In a right triangle on the unit circle, if \(\cos(\theta) = \frac{\sqrt{2}}{5}\), we can find \(\sin(\theta)\) using the Pythagorean identity:
\[ \sin^2(\theta) + \cos^2(\theta) = 1 \]
Substituting \(\cos(\theta)\):
\[ \sin^2(\theta) + \left(\frac{\sqrt{2}}{5}\right)^2 = 1 \]
Calculating \(\left(\frac{\sqrt{2}}{5}\right)^2\):
\[ \sin^2(\theta) + \frac{2}{25} = 1 \]
Now, isolate \(\sin^2(\theta)\):
\[ \sin^2(\theta) = 1 - \frac{2}{25} \]
Convert \(1\) to a fraction with a denominator of \(25\):
\[ \sin^2(\theta) = \frac{25}{25} - \frac{2}{25} = \frac{23}{25} \]
Now, take the square root to find \(\sin(\theta)\):
\[ \sin(\theta) = \sqrt{\frac{23}{25}} = \frac{\sqrt{23}}{5} \]

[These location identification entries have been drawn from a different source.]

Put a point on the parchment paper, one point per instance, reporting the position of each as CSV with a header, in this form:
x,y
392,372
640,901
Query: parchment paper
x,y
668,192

Now, we compare \(\sin(\theta) = \frac{\sqrt{23}}{5}\) with the given options (a. 1, b. 1/2, c. \sqrt{2}/2, d. \sqrt{3}/2). Since \(\frac{\sqrt{23}}{5}\) does not equal any of these options, it seems that none of the provided options reflect the correct value of the sine ratio.